Friday 24 March 2017

A Christian Response


The next time you have to awkwardly explain at a party or office gathering why you go to church or some other place where church is a jaw dropping absurdity–here are some ways to explain it, honestly and sincerely

1. I am a Christian, and I believe that God loves me and you and everybody exactly as they are, unconditionally.
2. Yet, God loves us too much to leave us that way–I am a Christian because I believe that God is always pushing me to grow in love of God, love of neighbor, and love of self.

3. I am a Christian, because I believe that my God actually chose to be human like us–and live the beautiful, painful, messy life of a human just like us–solely to love us better.
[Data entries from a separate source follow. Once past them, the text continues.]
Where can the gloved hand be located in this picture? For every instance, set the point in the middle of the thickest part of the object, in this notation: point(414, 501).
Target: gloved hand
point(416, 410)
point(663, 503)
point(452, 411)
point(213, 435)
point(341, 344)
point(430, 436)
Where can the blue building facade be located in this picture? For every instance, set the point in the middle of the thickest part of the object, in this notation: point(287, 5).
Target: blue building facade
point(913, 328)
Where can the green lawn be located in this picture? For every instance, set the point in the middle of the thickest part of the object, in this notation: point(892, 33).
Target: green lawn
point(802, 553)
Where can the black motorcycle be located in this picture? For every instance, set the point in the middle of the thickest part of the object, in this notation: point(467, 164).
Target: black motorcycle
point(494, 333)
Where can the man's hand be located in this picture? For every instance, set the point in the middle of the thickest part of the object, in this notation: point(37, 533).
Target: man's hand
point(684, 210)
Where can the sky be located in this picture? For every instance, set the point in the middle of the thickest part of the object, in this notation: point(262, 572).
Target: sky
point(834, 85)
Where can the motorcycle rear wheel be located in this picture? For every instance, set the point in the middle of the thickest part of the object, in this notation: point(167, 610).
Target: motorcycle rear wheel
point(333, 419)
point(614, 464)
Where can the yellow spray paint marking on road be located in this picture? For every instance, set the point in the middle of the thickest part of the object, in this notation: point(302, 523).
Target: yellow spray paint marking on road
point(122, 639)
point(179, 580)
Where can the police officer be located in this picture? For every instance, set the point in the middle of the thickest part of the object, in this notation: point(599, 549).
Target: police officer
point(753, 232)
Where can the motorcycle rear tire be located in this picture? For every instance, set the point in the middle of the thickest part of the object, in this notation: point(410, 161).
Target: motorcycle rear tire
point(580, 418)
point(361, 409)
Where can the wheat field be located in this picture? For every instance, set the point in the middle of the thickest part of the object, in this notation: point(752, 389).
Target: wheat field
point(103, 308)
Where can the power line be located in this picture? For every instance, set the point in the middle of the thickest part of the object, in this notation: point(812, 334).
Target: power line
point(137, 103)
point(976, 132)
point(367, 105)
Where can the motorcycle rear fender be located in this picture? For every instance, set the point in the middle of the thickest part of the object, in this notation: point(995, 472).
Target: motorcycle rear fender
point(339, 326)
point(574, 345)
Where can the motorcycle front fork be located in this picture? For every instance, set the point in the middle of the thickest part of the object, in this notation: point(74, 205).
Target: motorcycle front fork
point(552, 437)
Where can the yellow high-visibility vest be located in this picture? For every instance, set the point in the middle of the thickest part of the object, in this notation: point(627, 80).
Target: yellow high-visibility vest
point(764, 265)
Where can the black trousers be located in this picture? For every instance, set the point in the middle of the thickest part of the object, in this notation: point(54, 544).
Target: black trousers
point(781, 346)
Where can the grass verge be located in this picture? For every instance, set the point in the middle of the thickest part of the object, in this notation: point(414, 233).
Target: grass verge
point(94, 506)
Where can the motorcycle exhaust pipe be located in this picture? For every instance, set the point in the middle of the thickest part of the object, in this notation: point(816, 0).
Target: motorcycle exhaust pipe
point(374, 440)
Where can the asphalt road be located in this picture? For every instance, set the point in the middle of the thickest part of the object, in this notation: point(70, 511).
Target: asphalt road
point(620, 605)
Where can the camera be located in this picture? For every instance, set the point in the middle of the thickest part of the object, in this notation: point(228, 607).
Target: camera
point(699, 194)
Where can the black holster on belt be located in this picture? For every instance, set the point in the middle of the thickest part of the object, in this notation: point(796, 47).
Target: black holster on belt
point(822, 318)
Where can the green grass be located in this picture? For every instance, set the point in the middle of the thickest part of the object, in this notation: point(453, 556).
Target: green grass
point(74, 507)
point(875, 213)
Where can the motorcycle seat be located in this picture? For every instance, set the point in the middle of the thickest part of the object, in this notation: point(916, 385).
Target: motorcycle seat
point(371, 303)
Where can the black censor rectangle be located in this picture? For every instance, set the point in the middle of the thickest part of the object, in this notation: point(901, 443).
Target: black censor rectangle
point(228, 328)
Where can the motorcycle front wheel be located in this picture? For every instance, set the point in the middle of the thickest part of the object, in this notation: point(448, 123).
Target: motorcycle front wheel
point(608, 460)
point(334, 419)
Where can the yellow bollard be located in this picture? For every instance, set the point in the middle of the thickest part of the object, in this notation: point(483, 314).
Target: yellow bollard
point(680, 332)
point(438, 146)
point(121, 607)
4. I am a Christian, because I believe that God rose from the dead in order to prove how much we are loved.

5. I am a Christian, because I believe that my God gives me the tools–and the command–to spread the story of resurrection and love to those who need it most.

6. I am a Christian, because I believe that I–and all people–are invited to find healing from all pain, sorrow, and failure at God’s table during communion.

7. I am a Christian because I believe that through Jesus, God declared that death, hate and oppression are never the last word.

8. I am a Christian, because I believe that, in our very busy world, my Christian faith offers me a time to slow down and take my relationships seriously.

9. I am a Christian, because I believe that, in our divided and fearful world, my Christian faith offers me a way to live into connection, belonging, and trust.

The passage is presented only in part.